# Hepworth Refractories (main site), Loxley, South Yorksshire, December 2019



## HughieD (Jan 16, 2020)

*1. The History*
The site, known as Storr’s Bridge Works, was last occupied by Hepworth Refractories, a former brick factory located, in the Loxley valley, north-east of Sheffield. It also home to Carblox in the 70s, part of the Marshalls group, who made carbon blocks of different sizes for steel furnaces.

The site has been an area for industry since the 17th century. Initially home to Loxley Steel works, the Green Wheel Steel works and two rolling mills – the Green Wheel and Olive rolling mills, the valley was totally decimated by the Great Flood of 1864. Now only the mill pond areas remain. The area has been a source of ganister (a type of sandstone which was prevalent in the Loxley area) since Victorian times. It was a key material in the manufacture of ‘hollow refractories’ - bricks that were used to line the walls of furnaces in the production of steel. Mining and the production of refractory bricks began in the late 1800s. In the 1930s there were a total of three firms in the Loxley Valley (Dysons, Thomas Marshall’s and Thomas Wragg and Sons) producing hollow refractories and, between them, they supplied 95% of all the hollow refractories produced in Great Britain. 

When war broke out in 1939, the industry became vital to the war effort, and if the Germans had bombed the Loxley Valley successfully, the war would have been over very quickly. As a consequence, there was a gun site on Wood Lane, Stannington, which shot down several Luftwaffe planes during the Sheffield Blitz. 

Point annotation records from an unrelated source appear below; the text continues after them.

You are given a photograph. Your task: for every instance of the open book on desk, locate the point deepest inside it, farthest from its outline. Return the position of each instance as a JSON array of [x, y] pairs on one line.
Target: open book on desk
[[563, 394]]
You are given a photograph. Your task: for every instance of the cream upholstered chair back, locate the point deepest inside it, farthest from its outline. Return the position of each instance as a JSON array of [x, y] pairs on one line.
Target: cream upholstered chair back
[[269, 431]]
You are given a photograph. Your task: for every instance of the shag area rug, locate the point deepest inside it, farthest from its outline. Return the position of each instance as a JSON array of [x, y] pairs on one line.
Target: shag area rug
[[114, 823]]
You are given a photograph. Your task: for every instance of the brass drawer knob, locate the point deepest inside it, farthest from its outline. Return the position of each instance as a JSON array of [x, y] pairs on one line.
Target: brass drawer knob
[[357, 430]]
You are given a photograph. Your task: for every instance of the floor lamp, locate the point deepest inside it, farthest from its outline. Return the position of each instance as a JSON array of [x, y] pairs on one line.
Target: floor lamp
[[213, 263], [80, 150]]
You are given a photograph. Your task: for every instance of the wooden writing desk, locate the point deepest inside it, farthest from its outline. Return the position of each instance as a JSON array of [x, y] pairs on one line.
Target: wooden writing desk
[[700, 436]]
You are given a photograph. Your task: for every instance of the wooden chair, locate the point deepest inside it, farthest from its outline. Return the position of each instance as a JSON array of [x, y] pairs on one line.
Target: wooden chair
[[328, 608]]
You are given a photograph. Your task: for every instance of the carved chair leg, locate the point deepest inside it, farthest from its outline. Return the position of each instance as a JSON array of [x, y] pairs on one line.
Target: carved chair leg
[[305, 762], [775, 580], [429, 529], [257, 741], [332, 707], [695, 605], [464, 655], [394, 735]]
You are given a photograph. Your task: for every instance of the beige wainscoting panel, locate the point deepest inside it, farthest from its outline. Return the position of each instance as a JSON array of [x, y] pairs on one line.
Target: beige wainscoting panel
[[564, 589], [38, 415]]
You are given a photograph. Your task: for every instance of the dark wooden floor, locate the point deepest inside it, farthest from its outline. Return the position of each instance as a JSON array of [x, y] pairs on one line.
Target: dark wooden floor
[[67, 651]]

View of the River Loxley at Storrs Bridge Works in the 1960s:


River Loxley at Storrs Bridge Works, Loxley nr Sheffield (1960s).

Hepworth’s closed in the 1990s and the site fell into abandonment. However, in 2006 the site was bought by Bovis Homes with a view to building 500 new homes on the site. That was then defeated by local opposition, who objected on the grounds that the local area’s infrastructure could not support this level of development. During this period, Bovis beefed up the security on the site with a solar-powered CCTV and a speaker system along with a resident guard. In 2018 URBED were appointed by landowners Patrick Properties Ltd to help prepare a scheme that is “not a bog standard housing development” as this is more likely to get past Sheffield City Councils planning requirements.

*2. The Explore*
Can’t really explain why it’s taken me so long to explore this place. For quite a while it did have live secca on site but they’ve now gone. It has got a number of reports on here but they dried up circa 2010. A few more have been appearing recently. Currently it’s an easy in and there is quite a lot to see, albeit a bit on the derpy side. On the plus side though in the last few years a number of nice pieces of graff have appeared. Really enjoyed my wander round here and got a reasonable set of pictures.

*3. The Pictures*

One of the first things you notice is this old chimney:


img4599

In we go:


Loxley 01


img4529 


img4594


img4595 

Probably not going up that. Respect to @tarkovsky who did on their visit!


img4589

Forest in a factory:


Loxley 02 


img4556 

The remains of the solar-powered secca gear:


img4554 

And another bit of Brayk:


Loxley 03 


img4579 

Probably my fave bit of graff on the whole site:


Loxley 04 

This place was totally empty:


img4578

Some nice graff in the one next door. Nice bit of Colorquix here:


img4565 


img4563 


img4573bw

Can’t remember this artist’s name:


img4570 


img4569 

More Brayk:


img4571 


img4585 

Definitively not!


img4586

Cool signage:


img4582

This big long building was also totally empty:


img4561 


img4558 


img4553 

Another artist I’ve not come across before:


img4544 

And one last bit of Brayk:


Loxley Valley factories 25 


img4548


----------



## Hague (Aug 1, 2021)

As a child I used to visit Marshall brickwork by walking through the woods from our cottage in Storrs, to visit my dad who worked there this was early 60s, if you went straight through you could walk through a corn field and up the hill and get to the bottom of Rodney hill, did this to visit my grandma who lived on Normandale Ave, thank you for the pics brought many happy times to mind


----------



## Wrench (Aug 1, 2021)

Hague said:


> As a child I used to visit Marshall brickwork by walking through the woods from our cottage in Storrs, to visit my dad who worked there this was early 60s, if you went straight through you could walk through a corn field and up the hill and get to the bottom of Rodney hill, did this to visit my grandma who lived on Normandale Ave, thank you for the pics brought many happy times to mind


Thanks for the info and welcome to the forum


----------